According to chair of the ISPE Containment Group Richard Denk, containment in 2025 will see a lot of changes in the design and implementation, as well as better integration of current process technologies. Three focal areas for containment over the next ten years will be process integrated containment, disposables, and cleaning.

Process integrated containment calls for a better understanding between the process expert and containment expert. Containment implemented in the process instead of adapted to the process will be one of the biggest changes the pharmaceutical industry has had to accommodate. The aforementioned UTS IP65i is a good example of a step in this direction.
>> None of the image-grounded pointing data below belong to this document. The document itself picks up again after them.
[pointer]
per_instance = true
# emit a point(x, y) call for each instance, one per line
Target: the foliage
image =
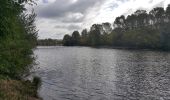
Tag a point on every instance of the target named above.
point(18, 36)
point(138, 30)
point(18, 90)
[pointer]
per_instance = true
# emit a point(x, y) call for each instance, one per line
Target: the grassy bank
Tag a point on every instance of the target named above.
point(19, 89)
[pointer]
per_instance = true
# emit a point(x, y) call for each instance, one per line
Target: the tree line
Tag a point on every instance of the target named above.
point(49, 42)
point(141, 29)
point(18, 36)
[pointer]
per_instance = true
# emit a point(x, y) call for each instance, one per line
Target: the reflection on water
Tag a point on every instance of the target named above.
point(82, 73)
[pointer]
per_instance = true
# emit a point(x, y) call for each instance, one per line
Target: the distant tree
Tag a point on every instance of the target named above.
point(75, 38)
point(67, 40)
point(107, 27)
point(84, 37)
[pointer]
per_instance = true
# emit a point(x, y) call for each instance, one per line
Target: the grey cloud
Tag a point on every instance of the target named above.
point(69, 27)
point(150, 1)
point(160, 4)
point(62, 7)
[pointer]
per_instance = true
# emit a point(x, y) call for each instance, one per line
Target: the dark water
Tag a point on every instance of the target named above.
point(82, 73)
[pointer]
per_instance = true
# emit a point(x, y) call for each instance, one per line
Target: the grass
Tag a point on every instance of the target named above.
point(19, 90)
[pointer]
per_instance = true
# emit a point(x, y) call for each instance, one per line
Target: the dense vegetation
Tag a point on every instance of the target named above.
point(141, 29)
point(49, 42)
point(18, 37)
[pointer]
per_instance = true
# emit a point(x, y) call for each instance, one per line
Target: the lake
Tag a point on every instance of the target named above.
point(84, 73)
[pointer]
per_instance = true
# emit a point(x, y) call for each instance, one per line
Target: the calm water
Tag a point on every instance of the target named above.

A number of other containment integration solutions can already be found in the packaging industry. Cleaning is an equally important consideration. It is currently a huge challenge in multi-purpose facilities and the situation is predicted to worsen with the European Medicines Agency (EMA) having published new regulations.

Containment is a very complex interaction between process, room, containment technologies, validation, cleaning, waste, and operators. This is so much so that it called for the ISPE Containment Expert Group’s formation in 2010. The group has just announced the impending launch of its containment manual, which is scheduled for November this year and offers comprehensive guidance on the containment lifecycle, from start to finish.